Texas reportedly had Franklin on its short list to replace Mack Brown. NFL teams such as the Washington Redskins and Cleveland Browns had touched base to gauge interest.
That’s the kind of attention that comes with a coach who went 24-15 in three seasons at Vanderbilt, a historical doormat in the dominant SEC.
In Franklin, Penn State will be getting a charismatic and energetic young coach, one who had success recruiting as well as on the field.
Franklin’s background is on offense, working as an offensive coordinator at Maryland and Kansas State before landing the job at Vanderbilt. That’s something that should please Lions quarterback Christian Hackenberg and a score of recruits who had been sold on O’Brien’s resume.
What Penn State isn’t getting in its new coach is a guarantee of long-term stability.
One of the main reasons Golden and Munchak were attractive candidates is because both had strong ties to the university and would have been unlikely to bolt for another job as O’Brien did.
For his part, Franklin has Pennsylvania roots as a native of Langhorne who attended Neshaminy High School. He played quarterback in college at East Stroudsburg, and his early coaching stops included his alma mater and Kutztown.
But if there’s a twinge of concern in hiring one of the most sought-after coaches in the country, it’s that other places will likely continue checking in on him in years to come.
Franklin’s three-year stint with the Commodores was one of his longer stops in a coaching career that has seen him hold 10 jobs with nine teams before the age of 40.
If Franklin takes the baton from O’Brien and lifts the Lions fully out of the quicksand of NCAA sanctions, Penn State could have some more negotiation-filled offseasons in its future.
But for now, Franklin has to put together a coaching staff and work to keep the 2014 team as intact as possible. Players are just beginning to return to campus now as classes resume Monday.
On top of that, Franklin will be subject to more media attention than he has ever received before. That will include references to an incident at Vanderbilt where four of his players allegedly raped an unconscious woman last June. A fifth player had been charged with trying to cover it up and pled guilty to a misdemeanor in exchange for testimony against the others.
Franklin himself faces no charges, with the presiding district attorney stating “there was no evidence whatsoever” of wrongdoing by Franklin, who dismissed the players from the team. He could, however, be subpoenaed to testify if the case goes to trial, and defense attorneys have publicly mentioned the possibility.
The situation has vaulted back into the spotlight this week because, of course, Franklin’s employer-to-be is two years removed from one of the most infamous sexual abuse scandals on record.

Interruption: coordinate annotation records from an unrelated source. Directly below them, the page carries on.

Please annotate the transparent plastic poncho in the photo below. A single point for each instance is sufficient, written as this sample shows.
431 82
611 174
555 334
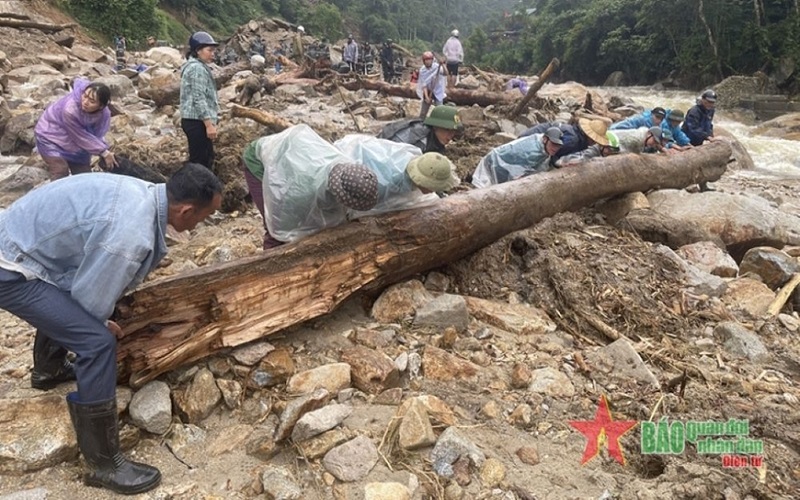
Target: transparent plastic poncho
297 202
297 162
514 160
388 159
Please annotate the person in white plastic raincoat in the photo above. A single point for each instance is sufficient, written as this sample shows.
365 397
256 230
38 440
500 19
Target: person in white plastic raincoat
518 158
291 176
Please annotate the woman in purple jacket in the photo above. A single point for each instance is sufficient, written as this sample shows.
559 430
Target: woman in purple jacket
71 130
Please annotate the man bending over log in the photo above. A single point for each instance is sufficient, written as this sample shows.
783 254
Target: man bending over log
303 184
68 251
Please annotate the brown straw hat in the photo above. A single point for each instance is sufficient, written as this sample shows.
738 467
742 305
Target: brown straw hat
354 186
595 129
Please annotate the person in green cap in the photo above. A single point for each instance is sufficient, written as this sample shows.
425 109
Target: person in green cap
430 135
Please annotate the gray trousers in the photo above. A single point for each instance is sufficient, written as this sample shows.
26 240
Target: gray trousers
55 314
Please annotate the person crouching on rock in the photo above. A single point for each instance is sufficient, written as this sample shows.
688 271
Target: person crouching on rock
68 251
72 129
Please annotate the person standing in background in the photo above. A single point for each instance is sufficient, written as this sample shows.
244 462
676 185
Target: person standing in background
454 54
199 102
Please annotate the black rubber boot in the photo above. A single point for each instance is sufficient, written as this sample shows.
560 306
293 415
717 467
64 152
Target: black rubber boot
50 364
98 439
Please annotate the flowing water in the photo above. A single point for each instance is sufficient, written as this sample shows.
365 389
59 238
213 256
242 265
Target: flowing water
775 159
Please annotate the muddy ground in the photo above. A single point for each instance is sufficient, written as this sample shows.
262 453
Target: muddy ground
568 266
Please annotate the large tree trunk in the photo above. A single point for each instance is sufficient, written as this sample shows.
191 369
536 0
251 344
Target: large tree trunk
462 97
190 316
171 93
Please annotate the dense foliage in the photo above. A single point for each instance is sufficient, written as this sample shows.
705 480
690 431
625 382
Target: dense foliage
694 41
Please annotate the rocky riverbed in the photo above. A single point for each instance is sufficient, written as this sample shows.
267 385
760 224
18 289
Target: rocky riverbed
462 382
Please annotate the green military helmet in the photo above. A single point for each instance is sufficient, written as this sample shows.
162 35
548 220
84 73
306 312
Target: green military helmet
444 117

Perception is particularly important to Penn State, not just from a public relations perspective but because the status of the sanctions remains subject to review by independent monitor George Mitchell, the former senator.
The university’s reform efforts have made enough progress in the eyes of Mitchell and the NCAA that the sanctions have already been reduced.
Franklin and his new staff will be able to sign close to a full recruiting class next month, with the program gradually returning to the normal scholarship limits of 25 per year and 85 total.
In addition, the NCAA has hinted that the remaining two years of Penn State’s postseason ban may be lifted as soon as this offseason, meaning Franklin could have a shot to lead the Lions to a bowl game next winter.
As to who will help him in that quest, Franklin will likely bring along some number of assistants from Vanderbilt. The status of Lions interim coach Larry Johnson will no doubt be a main topic today as it’s unknown if the veteran assistant would return in that role if offered by Franklin.
But no matter what twists come next, the next era for Penn State figures to be anything but dull.